A stairwell down from the Last Chamber of the crypts descends steeply down into the Entry Chamber of the tomb, the rough hewn walls of the mine and crypt yield to an orderly, repeated pattern of square cut pilasters spaced with gaps of approximately 4 meters. Between the pilasters, wooden lath was set over the still rough cut sections between the pilasters, then plastered over. In most places, these plaster sections have collapsed to dust, but in several places the plastered sections remain, and are decorated with elaborate murals. This pattern of plaster murals between hewn stone pilasters is repeated in most of the chambers of the tomb, but not in the stairwells.

In this chamber, two portions of mural remain, one on the north half of the east wall of the chamber and the other on the south wall of the chamber, next to a stairwell that descends steeply into the depths of the tomb. The painting seems to be a battle scene, depicting a cavalry charge against a group of poorly armed peasants.

CHALLENGE

21C using History, Literature or Tactics

Anyone with the History, Literature or Tactics skills can roll a 21C to recognize the painting as a depiction of the The Last Charge of the Grey Corsairs. As soon as anyone realizes this everyone will know what it means; the expressions 'to ride a grey horse', or 'to be a grey rider' mean to be extremely reckless, or to charge heedlessly into certain defeat.

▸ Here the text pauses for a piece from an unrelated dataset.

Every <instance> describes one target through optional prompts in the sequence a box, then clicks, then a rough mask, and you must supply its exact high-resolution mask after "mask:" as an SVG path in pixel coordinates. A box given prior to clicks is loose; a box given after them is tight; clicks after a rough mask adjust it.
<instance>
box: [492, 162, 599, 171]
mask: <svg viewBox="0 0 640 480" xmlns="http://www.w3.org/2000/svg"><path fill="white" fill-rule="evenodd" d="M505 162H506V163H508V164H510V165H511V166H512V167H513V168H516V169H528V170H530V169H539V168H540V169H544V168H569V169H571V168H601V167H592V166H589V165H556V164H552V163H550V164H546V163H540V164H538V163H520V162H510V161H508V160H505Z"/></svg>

The expression comes from the story of Il Corsari Grigi, an order of Senecian Knights who fought in southeastern Tulosz during the Middle Imperial Era. After the capture of the ports of Beniic and Cesti in 743 and 744, the Grey Corsairs were openly raiding across the region southeast of the Zgesi River, working to cut off land support to Mahogany. As the Grey Corsairs set their sights on Wakefield, they came to the village of Szolovic and ordered the villagers to surrender.

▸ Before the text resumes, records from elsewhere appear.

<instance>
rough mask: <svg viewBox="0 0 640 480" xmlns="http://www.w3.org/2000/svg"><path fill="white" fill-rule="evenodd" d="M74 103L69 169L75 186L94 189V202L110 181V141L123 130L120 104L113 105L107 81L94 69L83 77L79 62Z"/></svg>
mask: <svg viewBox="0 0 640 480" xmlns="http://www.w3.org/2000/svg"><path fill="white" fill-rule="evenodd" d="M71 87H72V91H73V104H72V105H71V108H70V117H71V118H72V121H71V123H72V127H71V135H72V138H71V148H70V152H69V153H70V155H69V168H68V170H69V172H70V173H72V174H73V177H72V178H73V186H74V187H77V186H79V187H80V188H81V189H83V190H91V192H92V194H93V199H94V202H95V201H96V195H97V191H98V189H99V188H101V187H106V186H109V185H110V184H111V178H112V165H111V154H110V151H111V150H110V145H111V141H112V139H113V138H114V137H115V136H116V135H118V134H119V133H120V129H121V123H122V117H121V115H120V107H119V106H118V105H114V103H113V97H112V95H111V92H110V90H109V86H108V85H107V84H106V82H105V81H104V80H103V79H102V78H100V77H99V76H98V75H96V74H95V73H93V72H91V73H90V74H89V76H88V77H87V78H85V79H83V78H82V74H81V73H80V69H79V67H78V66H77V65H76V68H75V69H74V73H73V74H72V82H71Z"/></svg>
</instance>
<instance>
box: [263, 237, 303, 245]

The legend goes that an old man; a former knight during the Orcish Conquests (impossible as those had ended some three-hundred years previously) walked out to parlay with the Corsairs, and warned them that if they attacked, they would all certainly be killed. The leader of the Corsairs laughed and ordered an immediate charge - some two hundred cavalry charged down a steep grassy hillock toward a waiting row of scarcely as many peasants and farmers. When the cavalry were about 20 meters from the peasants, a tree was felled off to the side of the hillock, pulling a chain some 250m long taut at the level of the mid foreleg of a horse as the peasants raised a long row of sharpened wooden stakes. Unable to stop, the cavalry hit the chain at full speed, crippling dozens of horses and sending riders flying to be impaled on the stakes. The subsequent ranks or cavalry crashed uncontrollably into the first in a bone-shattering pile-up, and the Corsairs were eradicated in less than five minutes. After the humiliating defeat, the Order was formally disbanded and their disgrace became an object lesson in military history.